Not recognising customers
On the other end of the scale, not recognising a loyal customer or a previous buyer is also a big mistake B2B marketers need to avoid.
“Not recognising if someone has previously been a customer can be frustrating to end users – the least a brand could do is remember them for it,” warns Kyriacou of Sitecore. “For example, customers do not appreciate being required to repeatedly input their personal details.”
He continues: “Using the knowledge accumulated to personalise the customer experience even further will ensure the customer journey is seamless and indicates brands are listening and responding to customers’ needs – ultimately increasing loyalty and spend.”
Limiting personalisation to digital
Customer-centricity and personalisation shouldn’t be confined to digital channels; rather it should be implemented at all touch points with a consistent tone of voice. This includes face-to-face events, direct mail and telemarketing.
For example, at Christmas a PR firm sends journalists quirky trophies for a range of funny attributes that are not linked to their day-to-day job, but sourced on Twitter.

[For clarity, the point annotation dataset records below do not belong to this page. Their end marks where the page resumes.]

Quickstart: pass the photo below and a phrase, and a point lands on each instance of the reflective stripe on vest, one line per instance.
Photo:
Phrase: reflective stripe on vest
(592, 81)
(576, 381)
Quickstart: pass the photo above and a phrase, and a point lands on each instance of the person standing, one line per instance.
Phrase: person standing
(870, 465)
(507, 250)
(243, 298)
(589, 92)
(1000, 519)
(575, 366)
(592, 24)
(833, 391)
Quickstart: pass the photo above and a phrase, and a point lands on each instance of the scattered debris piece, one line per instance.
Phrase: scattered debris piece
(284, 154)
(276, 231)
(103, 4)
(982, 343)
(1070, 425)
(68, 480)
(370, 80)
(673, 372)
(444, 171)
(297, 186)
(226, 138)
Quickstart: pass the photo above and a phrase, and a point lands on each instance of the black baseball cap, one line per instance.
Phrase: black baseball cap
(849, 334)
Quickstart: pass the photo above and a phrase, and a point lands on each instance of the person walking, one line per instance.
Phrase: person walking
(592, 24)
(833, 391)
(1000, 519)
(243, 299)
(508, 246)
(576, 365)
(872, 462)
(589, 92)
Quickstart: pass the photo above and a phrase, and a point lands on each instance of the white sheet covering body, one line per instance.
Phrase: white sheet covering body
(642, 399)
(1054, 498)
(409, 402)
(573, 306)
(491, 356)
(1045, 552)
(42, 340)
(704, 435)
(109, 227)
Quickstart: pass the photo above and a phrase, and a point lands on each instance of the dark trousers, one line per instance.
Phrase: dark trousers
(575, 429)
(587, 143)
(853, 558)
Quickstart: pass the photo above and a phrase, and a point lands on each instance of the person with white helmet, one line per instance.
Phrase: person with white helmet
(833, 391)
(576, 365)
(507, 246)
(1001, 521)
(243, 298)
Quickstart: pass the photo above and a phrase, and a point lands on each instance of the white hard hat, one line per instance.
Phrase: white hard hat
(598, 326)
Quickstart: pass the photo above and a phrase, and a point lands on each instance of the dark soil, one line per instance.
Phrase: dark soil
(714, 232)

Silly awards for the ‘most vintage’ or ‘biggest cat lover’ are distributed as a simple but interesting way to strike a cord with reporters. These fun trophies end up remaining on desks for the rest of the year, ensuring the PR company is the first port of call when comment or information is needed for an upcoming article.
Going a step too far
The final mistake marketers easily make with customer-centricity is simply overdoing it, and taking personalisation too far. No one appreciates being called up and told you’ve been stalking them online – it’s creepy.
Joo Teoh, MD of Ampersand Mobile, adds: “I don’t think I want to be reminded constantly that someone else knows what I have done and can presume to know what I will do. There may be moments I will appreciate it, and there will be moments I will not appreciate it. The difficulty is that no amount of modelling is going to get that bit right all the time.”